Le pauvre et naïf Hamp est joué de manière inoubliable par Courtenay, racontant avec insouciance à Hargreaves comment il s’est engagé volontairement en 1914 sous la pression de sa femme et de sa mère, mais comment sa femme a maintenant une liaison avec un autre homme. Hargreaves veut bien sûr faire de cela le socle de sa défense, mais Hamp ne semble pas tellement affecté maintenant, ni par l’expérience de mort imminente qui a été un autre déclencheur de sa tentative d’évasion. Hargreaves essaie clairement de décider ce qu’il pense de la curieuse franchise, presque enfantine, de Hamp, combinée à son flou sur ce qu’il ressent réellement et quand. Est-ce un rôle ? Une insolence muette ? Ou est-ce tout simplement ce que les générations ultérieures considéreraient comme un « catch-22 » ? Bien sûr, il est fou. Toute la guerre est folle. La folie peut être une circonstance atténuante pour Hamp, voire un argument en faveur de son acquittement, mais c’est aussi la seule raison de poursuivre la guerre.
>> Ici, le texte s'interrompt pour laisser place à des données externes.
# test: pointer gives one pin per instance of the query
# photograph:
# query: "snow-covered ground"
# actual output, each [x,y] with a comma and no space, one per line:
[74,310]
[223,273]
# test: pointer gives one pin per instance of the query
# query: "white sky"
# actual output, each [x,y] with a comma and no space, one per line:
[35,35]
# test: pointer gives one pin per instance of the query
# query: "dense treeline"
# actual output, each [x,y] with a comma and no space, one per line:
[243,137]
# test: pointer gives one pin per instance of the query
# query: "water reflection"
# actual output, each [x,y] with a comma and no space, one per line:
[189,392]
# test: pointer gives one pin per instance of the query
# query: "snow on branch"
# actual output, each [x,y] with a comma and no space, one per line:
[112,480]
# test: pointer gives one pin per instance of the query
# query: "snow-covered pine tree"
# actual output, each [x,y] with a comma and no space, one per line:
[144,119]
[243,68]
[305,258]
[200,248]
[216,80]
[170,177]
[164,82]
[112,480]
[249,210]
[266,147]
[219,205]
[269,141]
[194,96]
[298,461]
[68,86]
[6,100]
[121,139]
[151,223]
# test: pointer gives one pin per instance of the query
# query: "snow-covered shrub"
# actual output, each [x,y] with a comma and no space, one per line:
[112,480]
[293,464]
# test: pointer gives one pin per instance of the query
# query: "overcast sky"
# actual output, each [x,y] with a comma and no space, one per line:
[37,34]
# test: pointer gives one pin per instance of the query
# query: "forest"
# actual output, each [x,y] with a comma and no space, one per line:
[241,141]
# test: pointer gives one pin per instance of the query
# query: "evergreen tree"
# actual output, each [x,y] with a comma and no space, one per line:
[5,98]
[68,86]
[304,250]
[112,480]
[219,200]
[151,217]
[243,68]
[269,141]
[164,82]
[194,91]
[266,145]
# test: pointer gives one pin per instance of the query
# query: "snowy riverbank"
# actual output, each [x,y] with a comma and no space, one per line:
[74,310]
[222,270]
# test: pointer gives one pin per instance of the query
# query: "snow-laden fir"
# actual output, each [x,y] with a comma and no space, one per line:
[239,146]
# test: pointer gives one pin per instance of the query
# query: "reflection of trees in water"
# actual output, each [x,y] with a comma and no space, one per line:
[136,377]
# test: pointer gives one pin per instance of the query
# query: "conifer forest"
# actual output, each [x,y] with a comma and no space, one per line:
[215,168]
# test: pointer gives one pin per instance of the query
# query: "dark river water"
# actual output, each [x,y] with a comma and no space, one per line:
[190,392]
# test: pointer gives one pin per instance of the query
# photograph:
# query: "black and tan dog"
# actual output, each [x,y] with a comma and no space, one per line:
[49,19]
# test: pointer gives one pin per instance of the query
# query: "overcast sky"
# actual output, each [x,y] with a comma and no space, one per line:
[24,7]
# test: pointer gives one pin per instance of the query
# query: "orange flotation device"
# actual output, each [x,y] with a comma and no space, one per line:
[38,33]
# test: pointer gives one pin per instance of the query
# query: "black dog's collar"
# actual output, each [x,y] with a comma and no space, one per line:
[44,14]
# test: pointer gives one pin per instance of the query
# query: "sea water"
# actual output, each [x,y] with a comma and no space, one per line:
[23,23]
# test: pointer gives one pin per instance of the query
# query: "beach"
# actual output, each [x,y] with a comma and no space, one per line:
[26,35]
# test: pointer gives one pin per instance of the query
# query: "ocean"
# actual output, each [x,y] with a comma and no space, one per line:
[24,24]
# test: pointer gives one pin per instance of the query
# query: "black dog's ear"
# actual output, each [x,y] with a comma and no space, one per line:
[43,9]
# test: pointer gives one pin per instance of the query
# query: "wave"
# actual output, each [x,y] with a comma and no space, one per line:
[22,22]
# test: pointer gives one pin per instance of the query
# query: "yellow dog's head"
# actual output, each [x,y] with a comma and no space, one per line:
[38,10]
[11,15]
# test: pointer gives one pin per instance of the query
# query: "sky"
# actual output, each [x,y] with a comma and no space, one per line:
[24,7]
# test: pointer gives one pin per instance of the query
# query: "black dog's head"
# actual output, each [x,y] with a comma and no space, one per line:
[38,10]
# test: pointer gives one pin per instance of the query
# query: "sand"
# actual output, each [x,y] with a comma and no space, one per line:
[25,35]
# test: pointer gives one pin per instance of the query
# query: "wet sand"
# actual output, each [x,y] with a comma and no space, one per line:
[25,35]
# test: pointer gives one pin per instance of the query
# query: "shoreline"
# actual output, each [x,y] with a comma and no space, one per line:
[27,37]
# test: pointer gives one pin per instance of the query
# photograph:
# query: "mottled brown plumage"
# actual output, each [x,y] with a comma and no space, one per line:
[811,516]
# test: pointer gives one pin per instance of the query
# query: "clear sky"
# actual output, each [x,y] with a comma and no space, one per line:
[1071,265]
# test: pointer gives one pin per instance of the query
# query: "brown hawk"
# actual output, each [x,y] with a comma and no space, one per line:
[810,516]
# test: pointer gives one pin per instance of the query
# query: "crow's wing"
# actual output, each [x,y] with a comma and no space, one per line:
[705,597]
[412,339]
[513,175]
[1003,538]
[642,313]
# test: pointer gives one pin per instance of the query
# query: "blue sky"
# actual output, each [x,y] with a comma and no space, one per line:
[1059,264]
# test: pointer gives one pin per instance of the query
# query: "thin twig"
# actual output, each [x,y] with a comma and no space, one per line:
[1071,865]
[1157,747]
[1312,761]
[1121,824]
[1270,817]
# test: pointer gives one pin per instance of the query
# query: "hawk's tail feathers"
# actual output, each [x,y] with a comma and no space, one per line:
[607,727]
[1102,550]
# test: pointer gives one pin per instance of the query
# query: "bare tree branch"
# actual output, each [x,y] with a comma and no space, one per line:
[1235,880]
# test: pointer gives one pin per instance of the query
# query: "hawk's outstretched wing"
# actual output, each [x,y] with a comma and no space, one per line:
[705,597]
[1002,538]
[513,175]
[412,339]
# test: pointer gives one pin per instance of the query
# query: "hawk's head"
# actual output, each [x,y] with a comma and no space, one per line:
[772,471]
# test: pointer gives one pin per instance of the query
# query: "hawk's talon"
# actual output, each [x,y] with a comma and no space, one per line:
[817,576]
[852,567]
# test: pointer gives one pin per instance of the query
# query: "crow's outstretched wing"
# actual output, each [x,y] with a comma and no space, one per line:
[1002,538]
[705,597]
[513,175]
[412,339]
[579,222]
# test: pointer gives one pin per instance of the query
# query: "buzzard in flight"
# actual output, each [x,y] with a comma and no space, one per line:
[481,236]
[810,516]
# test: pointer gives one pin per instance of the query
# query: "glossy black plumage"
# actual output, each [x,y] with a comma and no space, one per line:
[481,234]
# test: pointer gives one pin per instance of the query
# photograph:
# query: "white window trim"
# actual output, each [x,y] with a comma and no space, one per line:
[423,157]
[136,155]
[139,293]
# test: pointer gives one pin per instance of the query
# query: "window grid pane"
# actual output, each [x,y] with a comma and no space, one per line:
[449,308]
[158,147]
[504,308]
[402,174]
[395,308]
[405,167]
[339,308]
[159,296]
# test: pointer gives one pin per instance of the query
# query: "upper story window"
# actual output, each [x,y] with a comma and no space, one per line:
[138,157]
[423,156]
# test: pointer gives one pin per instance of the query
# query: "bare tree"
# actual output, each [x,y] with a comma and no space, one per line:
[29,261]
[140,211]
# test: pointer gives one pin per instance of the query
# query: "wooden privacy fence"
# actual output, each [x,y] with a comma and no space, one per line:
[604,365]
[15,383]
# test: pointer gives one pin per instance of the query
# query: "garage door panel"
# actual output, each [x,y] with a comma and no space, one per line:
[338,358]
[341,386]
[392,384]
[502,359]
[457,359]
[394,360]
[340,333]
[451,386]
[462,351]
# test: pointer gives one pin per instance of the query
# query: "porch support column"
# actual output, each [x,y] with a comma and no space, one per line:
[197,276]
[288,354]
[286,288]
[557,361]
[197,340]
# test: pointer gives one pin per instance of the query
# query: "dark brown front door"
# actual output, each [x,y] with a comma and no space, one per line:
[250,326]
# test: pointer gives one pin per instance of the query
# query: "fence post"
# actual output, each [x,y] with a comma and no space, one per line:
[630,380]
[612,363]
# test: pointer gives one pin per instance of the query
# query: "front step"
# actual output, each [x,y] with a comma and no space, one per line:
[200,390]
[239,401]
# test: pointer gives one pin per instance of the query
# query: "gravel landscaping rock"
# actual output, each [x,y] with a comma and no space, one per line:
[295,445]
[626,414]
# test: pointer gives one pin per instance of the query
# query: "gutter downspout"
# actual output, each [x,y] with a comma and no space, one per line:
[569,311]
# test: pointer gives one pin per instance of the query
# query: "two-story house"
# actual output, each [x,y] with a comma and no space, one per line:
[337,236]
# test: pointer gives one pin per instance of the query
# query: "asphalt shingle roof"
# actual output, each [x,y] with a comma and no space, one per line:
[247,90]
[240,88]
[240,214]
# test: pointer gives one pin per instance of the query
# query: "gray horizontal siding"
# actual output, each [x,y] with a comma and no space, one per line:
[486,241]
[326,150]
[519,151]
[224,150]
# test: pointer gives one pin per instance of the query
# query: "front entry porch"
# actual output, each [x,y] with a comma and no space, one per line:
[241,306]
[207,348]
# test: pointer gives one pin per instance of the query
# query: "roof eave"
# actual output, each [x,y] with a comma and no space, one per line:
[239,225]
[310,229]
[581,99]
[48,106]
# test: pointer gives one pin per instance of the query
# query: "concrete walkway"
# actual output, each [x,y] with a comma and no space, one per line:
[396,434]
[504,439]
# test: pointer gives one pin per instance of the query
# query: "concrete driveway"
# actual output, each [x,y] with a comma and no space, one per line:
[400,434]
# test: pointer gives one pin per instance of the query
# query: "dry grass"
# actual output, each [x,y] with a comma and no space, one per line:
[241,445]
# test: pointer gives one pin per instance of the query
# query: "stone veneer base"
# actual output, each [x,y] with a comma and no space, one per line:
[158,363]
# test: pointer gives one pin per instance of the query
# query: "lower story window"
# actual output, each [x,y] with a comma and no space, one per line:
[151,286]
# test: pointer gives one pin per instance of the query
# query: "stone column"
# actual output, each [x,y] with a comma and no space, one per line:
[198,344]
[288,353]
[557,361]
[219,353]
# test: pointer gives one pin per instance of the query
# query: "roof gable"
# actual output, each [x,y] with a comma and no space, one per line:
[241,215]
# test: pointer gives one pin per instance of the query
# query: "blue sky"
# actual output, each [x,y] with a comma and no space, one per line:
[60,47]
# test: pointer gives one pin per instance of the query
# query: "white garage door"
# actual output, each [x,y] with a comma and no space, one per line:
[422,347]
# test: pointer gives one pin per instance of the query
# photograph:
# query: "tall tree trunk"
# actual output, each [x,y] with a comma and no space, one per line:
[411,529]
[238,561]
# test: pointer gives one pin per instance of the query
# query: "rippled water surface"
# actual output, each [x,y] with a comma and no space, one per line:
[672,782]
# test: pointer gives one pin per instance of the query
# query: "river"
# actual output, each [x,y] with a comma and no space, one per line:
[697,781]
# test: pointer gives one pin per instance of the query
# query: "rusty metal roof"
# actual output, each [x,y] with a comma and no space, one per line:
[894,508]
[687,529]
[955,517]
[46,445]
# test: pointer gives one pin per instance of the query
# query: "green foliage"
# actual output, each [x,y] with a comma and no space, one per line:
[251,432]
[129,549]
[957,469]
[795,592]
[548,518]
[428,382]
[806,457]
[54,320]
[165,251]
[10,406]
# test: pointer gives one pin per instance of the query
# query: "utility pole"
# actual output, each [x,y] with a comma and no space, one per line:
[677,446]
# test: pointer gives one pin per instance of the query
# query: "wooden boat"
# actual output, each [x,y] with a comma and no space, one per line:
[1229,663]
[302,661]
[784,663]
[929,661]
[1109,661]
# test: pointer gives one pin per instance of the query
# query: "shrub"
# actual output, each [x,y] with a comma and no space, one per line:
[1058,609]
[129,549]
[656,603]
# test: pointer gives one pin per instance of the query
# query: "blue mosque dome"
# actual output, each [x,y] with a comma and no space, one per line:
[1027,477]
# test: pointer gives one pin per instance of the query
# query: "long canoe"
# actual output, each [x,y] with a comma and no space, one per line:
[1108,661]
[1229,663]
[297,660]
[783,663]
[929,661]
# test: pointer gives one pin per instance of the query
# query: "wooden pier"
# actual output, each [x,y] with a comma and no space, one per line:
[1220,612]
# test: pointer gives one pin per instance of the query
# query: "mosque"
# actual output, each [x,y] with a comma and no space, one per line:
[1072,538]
Losey crée un cauchemar monochrome froid de tout cela et utilise de manière dérangeante des images d’époque des tranchées, authentiques, fournies par l’Imperial War Museum, ainsi que des éclairs subliminaux de photographies pour montrer de quoi Hamp se souvient de sa vie civile et de son état d’esprit avant de s’enrôler. Nous apercevons sa maison à Islington, à Londres, et son jeune fils paré de manière sentimentale pour une séance photo à l’ancienne, ainsi qu’un homme moustachu satisfait qui est peut-être l’amant de sa femme. Lorsqu’il parle de « roi et pays », nous voyons un plan ironique du Kaiser aux côtés de son cousin George V.

Il y a une horreur supplémentaire pour Hamp, et pour tout le monde, à savoir l’heure précise de son exécution imminente. Les autres, bien qu’ils n’aient bien sûr aucune illusion sur la proximité de la mort, peuvent encore se réconforter en sachant qu’ils pourraient s’échapper. Pas Hamp. Il est conscient de sa mortalité, contrairement à tous les autres. Ce film est une expérience éprouvante et le coup de grâce de Dirk Bogarde est l’effet le plus horrible de tous.

King and Country sortira le 6 novembre sur les plateformes numériques, en Blu-ray et en DVD.